REPUBLIKA.CO.ID, JAKARTA -- Pakar Hukum Tata Negara dan Konstitusi Universitas Muslim Indonesia (UMI) Makassar Fahri Bachmid menilai persidangan kasus Habib Rizieq Shihab (HRS) wajib digelar secara langsung dan tatap muka. Menurutnya, persidangan online yang berlangsung di PN Jaktim tidak memiliki basis legal konstitusional sebagaimana diatur dalam KUHAP.
Dia mengatakan, persidangan elektronik untuk perkara pidana secara teknis yuridis mengalami kendala hukum. Dia melanjutkan, Undang-Undang Nomor 8 Tahun tentang KUHAP tidak mengatur pranata persidangan yang demikian itu.
"Oleh karena paradigma hukum yang diatur dalam KUHAP hanya mengatur terdakwa, saksi serta ahli yang dinyatakan dalam sidang untuk hadir secara langsung," kata Fahri Bachmid dalam keterangan, Ahad (21/3).
Menurutnya, persidangan tatap muka dapat merujuk pada ketentuan Pasal 154, 159 dan 196 KUHAP. Lanjutnya, UU RI Nomor 48 Tahun 2009 tentang Kekuasaan Kehakiman mengatur persidangan dihadiri tiga orang hakim dibantu panitera serta mewajibkan penuntut umum dan terdakwa untuk hadir.

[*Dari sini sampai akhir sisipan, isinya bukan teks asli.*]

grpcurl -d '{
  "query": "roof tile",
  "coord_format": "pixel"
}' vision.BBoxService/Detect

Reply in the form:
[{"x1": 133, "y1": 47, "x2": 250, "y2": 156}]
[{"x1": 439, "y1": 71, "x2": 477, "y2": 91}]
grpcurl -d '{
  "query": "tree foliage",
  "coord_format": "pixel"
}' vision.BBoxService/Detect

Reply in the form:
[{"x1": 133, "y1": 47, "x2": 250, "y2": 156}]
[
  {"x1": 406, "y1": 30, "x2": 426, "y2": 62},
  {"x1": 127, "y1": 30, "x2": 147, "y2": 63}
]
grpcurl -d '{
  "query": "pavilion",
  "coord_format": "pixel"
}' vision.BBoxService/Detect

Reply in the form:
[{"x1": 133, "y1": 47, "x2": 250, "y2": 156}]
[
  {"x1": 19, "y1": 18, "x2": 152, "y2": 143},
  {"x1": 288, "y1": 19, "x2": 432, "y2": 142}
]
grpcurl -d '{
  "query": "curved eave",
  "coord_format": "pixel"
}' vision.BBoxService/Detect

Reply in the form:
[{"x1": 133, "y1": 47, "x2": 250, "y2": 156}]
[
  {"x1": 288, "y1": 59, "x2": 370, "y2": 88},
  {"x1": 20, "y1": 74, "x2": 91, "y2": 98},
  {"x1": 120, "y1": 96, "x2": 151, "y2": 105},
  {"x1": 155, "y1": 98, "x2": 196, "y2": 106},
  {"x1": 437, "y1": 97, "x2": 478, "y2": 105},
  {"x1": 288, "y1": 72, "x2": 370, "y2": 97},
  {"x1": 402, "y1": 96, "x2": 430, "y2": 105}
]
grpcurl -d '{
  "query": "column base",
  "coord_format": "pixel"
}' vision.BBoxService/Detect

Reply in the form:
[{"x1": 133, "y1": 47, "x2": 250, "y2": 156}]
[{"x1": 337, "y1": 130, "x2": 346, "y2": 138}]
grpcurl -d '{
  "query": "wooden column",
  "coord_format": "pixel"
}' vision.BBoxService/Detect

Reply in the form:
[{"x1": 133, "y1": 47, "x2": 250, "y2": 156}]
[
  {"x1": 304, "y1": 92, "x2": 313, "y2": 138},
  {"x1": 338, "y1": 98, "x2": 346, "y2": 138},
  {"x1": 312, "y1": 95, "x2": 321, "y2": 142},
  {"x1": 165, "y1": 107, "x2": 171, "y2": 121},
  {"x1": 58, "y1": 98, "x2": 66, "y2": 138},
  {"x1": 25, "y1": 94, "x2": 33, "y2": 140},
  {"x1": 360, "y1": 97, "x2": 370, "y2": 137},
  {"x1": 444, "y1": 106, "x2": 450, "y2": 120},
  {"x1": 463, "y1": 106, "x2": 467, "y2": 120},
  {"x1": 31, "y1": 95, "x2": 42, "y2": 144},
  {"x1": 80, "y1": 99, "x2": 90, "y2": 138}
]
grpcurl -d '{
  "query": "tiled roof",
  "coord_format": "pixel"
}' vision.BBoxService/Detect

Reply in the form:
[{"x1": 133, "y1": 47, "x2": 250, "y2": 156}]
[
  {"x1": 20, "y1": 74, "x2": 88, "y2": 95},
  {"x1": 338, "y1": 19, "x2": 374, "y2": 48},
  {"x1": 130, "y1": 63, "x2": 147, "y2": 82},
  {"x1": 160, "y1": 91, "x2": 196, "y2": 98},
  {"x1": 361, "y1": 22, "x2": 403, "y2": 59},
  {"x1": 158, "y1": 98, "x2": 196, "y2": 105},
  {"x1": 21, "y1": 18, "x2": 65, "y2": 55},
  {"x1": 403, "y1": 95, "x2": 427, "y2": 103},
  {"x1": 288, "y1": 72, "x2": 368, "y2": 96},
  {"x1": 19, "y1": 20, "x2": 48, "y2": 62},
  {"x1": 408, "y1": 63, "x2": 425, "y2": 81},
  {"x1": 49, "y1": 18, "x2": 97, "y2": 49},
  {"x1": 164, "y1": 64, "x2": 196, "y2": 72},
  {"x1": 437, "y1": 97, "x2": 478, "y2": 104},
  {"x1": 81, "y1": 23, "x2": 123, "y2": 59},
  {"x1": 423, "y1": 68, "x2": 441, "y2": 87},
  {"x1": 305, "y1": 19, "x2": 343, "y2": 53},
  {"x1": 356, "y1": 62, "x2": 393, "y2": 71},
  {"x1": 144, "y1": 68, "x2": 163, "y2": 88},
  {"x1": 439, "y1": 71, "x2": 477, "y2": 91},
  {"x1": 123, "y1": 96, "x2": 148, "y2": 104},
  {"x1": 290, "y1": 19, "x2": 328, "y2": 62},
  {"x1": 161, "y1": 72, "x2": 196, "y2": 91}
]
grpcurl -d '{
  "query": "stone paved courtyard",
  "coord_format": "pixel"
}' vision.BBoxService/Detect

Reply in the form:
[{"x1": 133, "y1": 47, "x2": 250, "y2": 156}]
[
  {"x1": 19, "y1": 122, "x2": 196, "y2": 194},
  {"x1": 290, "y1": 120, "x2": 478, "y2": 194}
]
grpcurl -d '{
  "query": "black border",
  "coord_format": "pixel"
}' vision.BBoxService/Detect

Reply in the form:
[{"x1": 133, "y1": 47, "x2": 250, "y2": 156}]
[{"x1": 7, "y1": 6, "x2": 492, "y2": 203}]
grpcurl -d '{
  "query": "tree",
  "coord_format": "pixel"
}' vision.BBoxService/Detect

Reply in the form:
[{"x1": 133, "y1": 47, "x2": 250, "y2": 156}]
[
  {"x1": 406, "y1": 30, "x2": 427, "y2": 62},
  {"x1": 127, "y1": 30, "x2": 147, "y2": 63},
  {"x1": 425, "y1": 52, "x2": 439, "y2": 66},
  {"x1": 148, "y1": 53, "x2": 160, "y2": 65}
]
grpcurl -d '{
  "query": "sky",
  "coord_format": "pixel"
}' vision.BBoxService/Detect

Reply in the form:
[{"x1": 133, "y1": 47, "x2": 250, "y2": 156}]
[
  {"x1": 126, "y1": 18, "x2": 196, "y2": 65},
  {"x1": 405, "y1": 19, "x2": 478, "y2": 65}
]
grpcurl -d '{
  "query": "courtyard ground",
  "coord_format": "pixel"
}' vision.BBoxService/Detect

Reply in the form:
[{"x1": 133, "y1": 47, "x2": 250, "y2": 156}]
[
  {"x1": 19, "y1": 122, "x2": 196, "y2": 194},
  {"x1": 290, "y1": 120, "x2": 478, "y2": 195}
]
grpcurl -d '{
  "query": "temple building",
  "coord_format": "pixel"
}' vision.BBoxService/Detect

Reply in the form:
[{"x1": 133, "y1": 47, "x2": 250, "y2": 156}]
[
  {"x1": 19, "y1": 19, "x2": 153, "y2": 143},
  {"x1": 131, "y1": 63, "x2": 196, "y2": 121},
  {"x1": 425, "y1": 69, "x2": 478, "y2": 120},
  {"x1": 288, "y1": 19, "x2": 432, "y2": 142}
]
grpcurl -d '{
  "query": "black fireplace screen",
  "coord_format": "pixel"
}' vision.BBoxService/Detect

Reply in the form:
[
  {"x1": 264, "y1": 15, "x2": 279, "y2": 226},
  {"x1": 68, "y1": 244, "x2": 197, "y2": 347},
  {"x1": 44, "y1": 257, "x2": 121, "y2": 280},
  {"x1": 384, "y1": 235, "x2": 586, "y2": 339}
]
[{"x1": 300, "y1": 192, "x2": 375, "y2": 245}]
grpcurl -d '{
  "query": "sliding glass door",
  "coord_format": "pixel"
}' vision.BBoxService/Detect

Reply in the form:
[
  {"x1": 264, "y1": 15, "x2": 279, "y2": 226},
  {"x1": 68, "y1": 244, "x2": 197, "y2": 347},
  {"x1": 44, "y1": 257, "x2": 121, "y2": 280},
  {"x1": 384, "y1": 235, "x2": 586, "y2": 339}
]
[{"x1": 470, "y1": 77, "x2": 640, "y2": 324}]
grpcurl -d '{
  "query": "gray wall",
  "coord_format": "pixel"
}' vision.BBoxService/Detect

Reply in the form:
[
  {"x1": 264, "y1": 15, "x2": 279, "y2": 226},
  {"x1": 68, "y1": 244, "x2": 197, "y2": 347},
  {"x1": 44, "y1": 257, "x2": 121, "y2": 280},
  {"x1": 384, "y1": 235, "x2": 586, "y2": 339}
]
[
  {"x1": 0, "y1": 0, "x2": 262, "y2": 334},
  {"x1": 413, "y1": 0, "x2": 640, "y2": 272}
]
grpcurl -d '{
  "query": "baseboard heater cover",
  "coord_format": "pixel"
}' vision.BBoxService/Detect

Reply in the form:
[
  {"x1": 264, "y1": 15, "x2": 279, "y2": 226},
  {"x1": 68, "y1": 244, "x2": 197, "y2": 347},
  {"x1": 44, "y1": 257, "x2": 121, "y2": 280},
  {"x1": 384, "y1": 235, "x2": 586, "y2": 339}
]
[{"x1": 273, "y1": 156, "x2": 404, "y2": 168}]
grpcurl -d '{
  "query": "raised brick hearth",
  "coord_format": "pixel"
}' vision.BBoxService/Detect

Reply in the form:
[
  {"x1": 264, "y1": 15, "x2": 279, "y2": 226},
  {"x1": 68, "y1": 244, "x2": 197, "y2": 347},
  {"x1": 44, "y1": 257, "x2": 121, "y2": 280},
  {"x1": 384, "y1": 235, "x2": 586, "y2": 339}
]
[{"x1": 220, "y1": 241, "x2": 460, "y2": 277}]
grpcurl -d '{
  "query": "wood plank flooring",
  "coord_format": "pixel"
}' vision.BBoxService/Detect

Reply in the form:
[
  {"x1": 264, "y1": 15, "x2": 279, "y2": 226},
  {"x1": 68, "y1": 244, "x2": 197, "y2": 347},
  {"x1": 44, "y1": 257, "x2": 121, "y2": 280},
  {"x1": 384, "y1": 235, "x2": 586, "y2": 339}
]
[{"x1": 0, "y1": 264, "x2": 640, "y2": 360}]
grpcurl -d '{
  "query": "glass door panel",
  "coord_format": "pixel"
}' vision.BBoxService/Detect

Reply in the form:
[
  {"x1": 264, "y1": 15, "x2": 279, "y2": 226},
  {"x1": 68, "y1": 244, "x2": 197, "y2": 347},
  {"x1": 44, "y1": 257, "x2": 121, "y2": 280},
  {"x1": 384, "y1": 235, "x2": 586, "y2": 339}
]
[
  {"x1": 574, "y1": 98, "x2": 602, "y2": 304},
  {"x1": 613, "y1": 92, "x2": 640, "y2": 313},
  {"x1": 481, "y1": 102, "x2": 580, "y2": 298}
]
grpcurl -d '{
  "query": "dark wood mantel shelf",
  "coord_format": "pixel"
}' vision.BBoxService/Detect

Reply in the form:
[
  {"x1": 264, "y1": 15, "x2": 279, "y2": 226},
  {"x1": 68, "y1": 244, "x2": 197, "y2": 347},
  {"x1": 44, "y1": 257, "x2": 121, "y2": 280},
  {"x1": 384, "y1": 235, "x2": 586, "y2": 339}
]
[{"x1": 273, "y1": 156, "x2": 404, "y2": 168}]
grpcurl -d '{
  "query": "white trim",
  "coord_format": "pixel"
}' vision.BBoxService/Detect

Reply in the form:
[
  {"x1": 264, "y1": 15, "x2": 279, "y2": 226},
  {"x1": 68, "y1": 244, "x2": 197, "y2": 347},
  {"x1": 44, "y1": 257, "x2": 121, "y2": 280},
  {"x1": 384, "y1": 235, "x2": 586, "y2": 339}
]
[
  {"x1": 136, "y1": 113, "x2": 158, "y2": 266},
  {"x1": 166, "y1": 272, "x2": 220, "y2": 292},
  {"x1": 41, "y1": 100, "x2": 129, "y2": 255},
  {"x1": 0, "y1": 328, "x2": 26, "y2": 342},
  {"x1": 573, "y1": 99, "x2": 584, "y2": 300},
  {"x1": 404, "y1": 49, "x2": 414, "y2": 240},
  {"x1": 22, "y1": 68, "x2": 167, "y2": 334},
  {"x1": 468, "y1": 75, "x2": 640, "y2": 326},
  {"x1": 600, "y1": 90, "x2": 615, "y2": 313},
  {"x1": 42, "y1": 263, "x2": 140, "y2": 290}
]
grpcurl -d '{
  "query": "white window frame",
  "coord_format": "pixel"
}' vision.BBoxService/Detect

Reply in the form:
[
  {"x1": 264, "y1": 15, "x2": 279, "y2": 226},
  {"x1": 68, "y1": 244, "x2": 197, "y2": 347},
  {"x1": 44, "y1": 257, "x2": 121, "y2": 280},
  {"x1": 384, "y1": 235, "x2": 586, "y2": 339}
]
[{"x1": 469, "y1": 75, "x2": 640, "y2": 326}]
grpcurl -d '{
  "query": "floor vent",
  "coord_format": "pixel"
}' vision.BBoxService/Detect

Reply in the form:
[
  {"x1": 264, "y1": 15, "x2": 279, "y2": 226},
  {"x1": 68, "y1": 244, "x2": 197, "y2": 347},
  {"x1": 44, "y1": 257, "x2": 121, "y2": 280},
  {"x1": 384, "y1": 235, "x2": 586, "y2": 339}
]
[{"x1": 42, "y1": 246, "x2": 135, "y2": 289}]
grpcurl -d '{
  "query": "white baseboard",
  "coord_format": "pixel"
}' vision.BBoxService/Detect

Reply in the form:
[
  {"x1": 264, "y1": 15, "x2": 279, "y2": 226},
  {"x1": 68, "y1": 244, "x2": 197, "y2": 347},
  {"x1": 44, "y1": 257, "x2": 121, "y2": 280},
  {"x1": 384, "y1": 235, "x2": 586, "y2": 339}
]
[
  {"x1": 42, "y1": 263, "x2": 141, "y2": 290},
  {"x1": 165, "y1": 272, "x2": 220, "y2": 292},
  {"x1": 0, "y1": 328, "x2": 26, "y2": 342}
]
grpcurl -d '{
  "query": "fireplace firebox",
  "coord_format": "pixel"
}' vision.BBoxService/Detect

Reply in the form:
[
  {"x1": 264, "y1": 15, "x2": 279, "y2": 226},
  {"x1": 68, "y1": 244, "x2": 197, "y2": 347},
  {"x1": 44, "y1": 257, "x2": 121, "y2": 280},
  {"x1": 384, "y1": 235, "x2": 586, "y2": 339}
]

Dia mengatakan, kehadiran secara fisik terdakwa dan saksi di ruang sidang pengadilan, Fahri Bachmid, menyebut, diatur dalam ketentuan Pasal 185 ayat (1) dan Pasal 189 ayat (1) KUHAP, norma Pasal 185 ayat (1) KUHAP. Dia berpendapat, dengan demikian ini merupakan basis legal-konstitusional atas pengaturan pola dan mekanisme persidangan.
"Ini merupakan problem yang sangat elementer dan tidak bisa direduksi oleh beleid di bawahnya semisal PERMA ataupun SEMA," katanya.